393 Lecture Notes in Computer Science - Jim Gray

393

Lecture Notes in Computer Science

Edited by G. Goos and J. Hartmanis

60

M. J. Flynn, J. N. Gray, A. K. Jones, K. Lagally H. Opderbeck, G. J. Popek, B. Randell J. H. Saltzer, H. R. Wehle

Operating Systems

An Advanced Course

Edited by R. Bayer, R. M. Graham, and G. Seegm?ller

Springer-Verlag Berlin Heidelberg New York 1978

394

Notes on Data Base Operating Systems Jim Gray

IBM Research Laboratory San Jose, California. 95193

Summer 1977

ACKNOWLEDGMENTS

This paper plagiarizes the work of the large and anonymous army of people working in the field.
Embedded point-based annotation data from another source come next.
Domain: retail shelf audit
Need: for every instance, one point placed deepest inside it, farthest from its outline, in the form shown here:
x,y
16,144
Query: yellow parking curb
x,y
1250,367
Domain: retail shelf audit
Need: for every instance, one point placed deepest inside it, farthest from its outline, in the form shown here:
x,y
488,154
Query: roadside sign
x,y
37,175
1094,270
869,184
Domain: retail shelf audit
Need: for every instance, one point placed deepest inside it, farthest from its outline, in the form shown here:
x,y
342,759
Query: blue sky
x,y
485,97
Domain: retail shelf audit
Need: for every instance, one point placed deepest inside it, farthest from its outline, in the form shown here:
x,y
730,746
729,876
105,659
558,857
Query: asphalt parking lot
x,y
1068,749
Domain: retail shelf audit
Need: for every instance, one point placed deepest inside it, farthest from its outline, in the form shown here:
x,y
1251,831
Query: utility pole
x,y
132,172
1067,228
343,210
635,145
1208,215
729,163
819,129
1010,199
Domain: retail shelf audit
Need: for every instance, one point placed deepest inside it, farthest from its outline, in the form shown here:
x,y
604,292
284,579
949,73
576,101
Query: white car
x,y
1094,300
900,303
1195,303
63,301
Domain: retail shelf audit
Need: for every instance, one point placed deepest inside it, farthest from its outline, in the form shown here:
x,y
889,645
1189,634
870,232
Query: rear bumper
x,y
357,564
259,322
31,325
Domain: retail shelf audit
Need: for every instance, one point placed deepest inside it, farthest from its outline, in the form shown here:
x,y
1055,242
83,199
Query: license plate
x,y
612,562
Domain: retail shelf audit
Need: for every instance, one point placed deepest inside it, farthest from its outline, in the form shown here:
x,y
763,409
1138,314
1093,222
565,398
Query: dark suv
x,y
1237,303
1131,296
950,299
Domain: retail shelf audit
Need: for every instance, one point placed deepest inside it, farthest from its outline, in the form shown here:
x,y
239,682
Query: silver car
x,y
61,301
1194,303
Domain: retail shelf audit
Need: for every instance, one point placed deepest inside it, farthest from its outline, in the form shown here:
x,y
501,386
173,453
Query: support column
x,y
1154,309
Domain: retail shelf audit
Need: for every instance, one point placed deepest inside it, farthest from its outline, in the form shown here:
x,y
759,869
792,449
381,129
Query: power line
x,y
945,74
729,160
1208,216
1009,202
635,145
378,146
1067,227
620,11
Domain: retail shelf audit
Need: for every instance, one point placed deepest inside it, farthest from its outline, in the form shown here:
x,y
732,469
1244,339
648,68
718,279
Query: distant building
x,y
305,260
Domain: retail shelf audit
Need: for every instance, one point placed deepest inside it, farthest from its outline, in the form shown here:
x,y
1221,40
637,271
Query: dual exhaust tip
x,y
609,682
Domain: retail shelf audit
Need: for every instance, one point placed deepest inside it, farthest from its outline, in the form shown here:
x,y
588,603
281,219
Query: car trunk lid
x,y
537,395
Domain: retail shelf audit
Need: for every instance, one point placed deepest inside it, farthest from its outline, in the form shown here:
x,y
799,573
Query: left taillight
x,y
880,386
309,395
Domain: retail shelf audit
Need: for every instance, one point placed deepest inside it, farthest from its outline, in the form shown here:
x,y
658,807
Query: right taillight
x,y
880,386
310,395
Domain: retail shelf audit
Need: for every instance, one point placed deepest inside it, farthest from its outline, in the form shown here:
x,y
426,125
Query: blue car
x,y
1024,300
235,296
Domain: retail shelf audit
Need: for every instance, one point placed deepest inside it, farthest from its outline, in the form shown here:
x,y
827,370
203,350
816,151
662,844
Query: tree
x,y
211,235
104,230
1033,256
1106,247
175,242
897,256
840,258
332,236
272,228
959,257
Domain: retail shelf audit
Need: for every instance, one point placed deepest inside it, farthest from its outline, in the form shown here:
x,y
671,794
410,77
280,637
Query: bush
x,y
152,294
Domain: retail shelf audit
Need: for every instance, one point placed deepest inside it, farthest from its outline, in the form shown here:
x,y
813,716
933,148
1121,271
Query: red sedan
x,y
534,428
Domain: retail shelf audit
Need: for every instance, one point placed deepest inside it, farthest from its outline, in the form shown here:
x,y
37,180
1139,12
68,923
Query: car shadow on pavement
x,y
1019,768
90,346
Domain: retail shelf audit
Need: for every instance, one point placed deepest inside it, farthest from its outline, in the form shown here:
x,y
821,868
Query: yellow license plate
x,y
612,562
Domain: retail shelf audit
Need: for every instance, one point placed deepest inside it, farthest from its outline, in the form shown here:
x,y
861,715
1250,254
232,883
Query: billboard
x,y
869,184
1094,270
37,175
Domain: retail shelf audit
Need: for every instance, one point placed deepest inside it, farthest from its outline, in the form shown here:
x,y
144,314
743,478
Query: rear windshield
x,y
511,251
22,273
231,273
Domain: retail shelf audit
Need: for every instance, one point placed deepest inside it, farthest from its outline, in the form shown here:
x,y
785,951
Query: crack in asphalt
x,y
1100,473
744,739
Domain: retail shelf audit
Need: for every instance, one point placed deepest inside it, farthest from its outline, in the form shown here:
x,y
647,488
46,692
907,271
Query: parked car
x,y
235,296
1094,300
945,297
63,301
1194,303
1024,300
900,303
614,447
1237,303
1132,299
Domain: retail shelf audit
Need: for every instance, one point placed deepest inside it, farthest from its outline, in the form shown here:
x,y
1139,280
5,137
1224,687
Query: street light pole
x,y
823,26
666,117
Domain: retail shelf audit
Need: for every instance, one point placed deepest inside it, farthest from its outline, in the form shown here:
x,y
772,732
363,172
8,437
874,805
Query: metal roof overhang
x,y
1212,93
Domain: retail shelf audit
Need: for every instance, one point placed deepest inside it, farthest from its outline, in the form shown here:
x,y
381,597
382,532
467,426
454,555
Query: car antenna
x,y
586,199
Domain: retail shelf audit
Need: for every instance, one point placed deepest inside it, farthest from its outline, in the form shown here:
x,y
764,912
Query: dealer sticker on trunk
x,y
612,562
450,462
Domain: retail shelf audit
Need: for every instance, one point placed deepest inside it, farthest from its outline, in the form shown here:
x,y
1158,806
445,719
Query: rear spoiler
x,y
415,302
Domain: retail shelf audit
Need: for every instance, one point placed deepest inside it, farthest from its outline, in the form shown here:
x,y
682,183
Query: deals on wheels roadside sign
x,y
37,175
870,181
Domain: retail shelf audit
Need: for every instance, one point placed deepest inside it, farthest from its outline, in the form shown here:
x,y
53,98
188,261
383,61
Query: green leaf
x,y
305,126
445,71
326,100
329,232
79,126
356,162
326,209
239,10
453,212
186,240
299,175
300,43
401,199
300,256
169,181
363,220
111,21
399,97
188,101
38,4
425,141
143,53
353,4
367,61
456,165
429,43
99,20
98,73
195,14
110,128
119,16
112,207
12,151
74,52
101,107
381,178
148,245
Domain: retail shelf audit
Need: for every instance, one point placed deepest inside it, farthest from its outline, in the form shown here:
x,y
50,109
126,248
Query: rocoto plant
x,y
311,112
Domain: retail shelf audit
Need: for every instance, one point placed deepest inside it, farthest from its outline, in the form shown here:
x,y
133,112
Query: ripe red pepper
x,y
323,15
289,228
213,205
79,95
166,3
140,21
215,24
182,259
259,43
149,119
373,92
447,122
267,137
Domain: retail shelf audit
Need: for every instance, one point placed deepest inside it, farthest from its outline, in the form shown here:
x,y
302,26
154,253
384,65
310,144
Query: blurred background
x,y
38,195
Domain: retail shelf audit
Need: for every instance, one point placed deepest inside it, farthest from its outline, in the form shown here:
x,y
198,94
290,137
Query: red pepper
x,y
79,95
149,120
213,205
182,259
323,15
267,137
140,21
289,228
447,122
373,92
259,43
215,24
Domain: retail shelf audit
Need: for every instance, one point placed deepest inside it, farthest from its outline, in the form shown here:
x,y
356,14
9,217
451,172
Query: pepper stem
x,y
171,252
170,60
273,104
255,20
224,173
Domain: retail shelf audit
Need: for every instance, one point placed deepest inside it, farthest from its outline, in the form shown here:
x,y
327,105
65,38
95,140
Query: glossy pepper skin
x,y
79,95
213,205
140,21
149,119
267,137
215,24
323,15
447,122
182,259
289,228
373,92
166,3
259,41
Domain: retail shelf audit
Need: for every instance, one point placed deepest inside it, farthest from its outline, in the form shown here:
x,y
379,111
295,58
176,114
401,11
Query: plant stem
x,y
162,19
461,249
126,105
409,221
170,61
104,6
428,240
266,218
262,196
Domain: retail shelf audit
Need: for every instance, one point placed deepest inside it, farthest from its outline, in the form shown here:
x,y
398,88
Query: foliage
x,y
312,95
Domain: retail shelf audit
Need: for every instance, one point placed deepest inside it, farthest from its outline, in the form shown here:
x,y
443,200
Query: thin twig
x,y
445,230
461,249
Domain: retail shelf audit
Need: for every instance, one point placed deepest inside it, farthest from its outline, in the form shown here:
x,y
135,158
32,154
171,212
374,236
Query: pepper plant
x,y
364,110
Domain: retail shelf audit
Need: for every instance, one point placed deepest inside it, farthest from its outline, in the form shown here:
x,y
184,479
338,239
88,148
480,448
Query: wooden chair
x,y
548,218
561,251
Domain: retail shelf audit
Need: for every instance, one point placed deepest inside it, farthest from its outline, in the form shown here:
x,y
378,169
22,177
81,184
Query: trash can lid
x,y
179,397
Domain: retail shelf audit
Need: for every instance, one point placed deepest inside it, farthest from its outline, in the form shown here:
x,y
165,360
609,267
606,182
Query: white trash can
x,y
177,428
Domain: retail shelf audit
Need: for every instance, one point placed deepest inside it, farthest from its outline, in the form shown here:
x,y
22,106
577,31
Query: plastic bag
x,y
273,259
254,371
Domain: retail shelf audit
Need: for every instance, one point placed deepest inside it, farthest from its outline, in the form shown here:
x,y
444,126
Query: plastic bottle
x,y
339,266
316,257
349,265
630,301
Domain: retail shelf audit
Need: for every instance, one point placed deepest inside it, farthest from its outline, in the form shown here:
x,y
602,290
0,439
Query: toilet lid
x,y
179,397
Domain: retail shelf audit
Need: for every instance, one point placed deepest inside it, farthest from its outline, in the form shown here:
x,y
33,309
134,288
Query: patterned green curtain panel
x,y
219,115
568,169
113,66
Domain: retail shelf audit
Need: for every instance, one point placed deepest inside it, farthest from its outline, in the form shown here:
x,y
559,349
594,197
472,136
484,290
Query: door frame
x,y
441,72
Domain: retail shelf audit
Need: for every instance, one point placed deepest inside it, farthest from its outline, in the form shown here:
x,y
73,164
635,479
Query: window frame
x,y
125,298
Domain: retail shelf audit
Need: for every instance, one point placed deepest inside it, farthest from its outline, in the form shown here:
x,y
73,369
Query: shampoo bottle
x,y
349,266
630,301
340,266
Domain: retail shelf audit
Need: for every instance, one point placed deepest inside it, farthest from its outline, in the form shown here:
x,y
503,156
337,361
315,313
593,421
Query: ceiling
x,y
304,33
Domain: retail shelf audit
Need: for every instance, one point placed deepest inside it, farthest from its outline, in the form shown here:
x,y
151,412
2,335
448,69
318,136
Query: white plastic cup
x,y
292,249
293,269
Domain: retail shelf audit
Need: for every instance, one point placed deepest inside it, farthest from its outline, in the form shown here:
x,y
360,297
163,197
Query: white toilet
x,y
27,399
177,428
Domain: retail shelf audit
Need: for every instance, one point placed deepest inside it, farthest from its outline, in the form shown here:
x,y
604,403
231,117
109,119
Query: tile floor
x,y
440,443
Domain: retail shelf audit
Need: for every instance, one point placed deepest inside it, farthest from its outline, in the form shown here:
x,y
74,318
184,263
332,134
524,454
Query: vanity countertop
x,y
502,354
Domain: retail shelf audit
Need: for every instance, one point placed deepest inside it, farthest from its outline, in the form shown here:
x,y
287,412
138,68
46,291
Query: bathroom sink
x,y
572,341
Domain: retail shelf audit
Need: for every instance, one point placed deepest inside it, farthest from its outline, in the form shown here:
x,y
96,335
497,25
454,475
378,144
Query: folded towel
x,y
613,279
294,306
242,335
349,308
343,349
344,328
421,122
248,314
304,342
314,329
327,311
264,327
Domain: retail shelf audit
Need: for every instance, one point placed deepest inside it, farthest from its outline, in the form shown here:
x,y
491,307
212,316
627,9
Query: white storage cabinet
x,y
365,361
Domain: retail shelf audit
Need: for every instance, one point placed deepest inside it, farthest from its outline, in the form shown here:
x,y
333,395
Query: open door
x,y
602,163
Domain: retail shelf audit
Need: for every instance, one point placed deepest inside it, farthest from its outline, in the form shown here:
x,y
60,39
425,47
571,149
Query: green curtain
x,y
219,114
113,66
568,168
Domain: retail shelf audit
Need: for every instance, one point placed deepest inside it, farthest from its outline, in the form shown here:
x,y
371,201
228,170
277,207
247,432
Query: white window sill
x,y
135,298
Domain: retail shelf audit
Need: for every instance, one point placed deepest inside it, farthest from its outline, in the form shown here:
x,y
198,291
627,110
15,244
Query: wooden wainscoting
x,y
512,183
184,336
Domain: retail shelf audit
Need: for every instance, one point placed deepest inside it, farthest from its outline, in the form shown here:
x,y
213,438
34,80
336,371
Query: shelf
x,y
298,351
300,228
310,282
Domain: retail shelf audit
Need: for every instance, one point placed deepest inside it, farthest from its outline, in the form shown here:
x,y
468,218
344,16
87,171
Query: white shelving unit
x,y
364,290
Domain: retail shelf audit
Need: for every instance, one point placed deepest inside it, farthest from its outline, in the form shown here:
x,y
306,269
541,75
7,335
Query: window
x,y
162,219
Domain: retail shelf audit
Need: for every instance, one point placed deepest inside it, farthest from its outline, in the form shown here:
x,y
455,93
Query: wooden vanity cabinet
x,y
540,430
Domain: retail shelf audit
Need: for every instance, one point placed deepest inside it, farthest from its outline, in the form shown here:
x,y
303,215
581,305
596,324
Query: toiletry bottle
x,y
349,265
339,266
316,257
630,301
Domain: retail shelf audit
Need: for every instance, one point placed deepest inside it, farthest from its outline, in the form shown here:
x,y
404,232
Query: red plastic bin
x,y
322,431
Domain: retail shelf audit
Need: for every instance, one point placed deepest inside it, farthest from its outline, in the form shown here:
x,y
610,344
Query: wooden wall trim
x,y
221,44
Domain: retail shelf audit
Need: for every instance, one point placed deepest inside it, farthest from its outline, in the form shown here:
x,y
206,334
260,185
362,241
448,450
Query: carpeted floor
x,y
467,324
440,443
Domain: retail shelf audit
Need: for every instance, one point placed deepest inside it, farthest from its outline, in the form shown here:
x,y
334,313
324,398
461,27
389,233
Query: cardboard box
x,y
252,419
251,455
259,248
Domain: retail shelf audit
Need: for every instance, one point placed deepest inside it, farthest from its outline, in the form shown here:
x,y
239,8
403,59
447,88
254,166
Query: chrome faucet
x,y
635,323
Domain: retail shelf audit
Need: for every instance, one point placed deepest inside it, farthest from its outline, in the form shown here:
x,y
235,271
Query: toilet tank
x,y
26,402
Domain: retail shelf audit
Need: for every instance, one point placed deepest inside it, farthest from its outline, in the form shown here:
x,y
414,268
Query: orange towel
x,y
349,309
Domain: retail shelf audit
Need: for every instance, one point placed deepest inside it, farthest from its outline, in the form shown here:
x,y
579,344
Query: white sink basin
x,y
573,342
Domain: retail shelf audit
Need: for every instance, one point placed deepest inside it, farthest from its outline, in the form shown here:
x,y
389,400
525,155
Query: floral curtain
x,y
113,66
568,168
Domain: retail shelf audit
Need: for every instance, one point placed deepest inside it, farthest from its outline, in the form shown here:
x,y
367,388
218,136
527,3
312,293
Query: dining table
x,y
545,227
Because of the state of the field, there are few references to the literature (much of the "literature" is in internal memoranda, private correspondence, program logic manuals and prologues to the source language listings of various systems.)

The section on data management largely reflects the ideas of Don Chamberlin, Ted Codd, Chris Date, Dieter Gawlick, Andy Heller, Frank King, Franco Putzolu, and Bob Taylor. The discussion of views is abstracted from a paper co-authored with Don Chamberlin and Irv Traiger.

The section on data communications stems from conversations with Denny Anderson, Homer Leonard, and Charlie Sanders.

The section on transaction scheduling derives from discussions with Bob Jackson and Thomas Work.

The ideas on distributed transaction management are an amalgam of discussions with Honor Leonard.

Bruce Lindsay motivated the discussion of exception handling.

The presentation of consistency and locking derives from discussions and papers co-authored with Kapali Eswaran, Raymond Lorie, Franco Putzolu and Irving Traiger. Also Ron Obermark (IMS program isolation), Phil Macri (DMS 1100), and Paul Roever clarified many locking issues for me.

The presentation of recovery is co-authored with Paul McJones and John Nauman. Dieter Gawlick made many valuable suggestions. It reflects the ideas of Mike Blasgen, Dar Busa, Ron Obermark, Earl Jenner, Tom Price, Franco Putzolu, Butler Lampson, Howard Sturgis and Steve Weick.

All members of the System R group (IBM Research, San Jose) have contributed materially to this paper.

I am indebted to Mike Blasgen, Dieter Gawlick, especially to John Nauman, each of whom made many constructive suggestions about earlier drafts of these notes.

If you feel your ideas or work are inadequately plagiarized, please annotate this manuscript and return it to me.

395

1. INTRODUCTION

Most large institutions have now heavily invested in a data base system. In general they have automated such clerical tasks as inventory control, order entry, or billing. These systems often support a worldwide network of hundreds of terminals. Their purpose is to reliably store and retrieve large quantities of data. The life of many institutions is critically dependent on such systems, when the system is down the corporation has amnesia.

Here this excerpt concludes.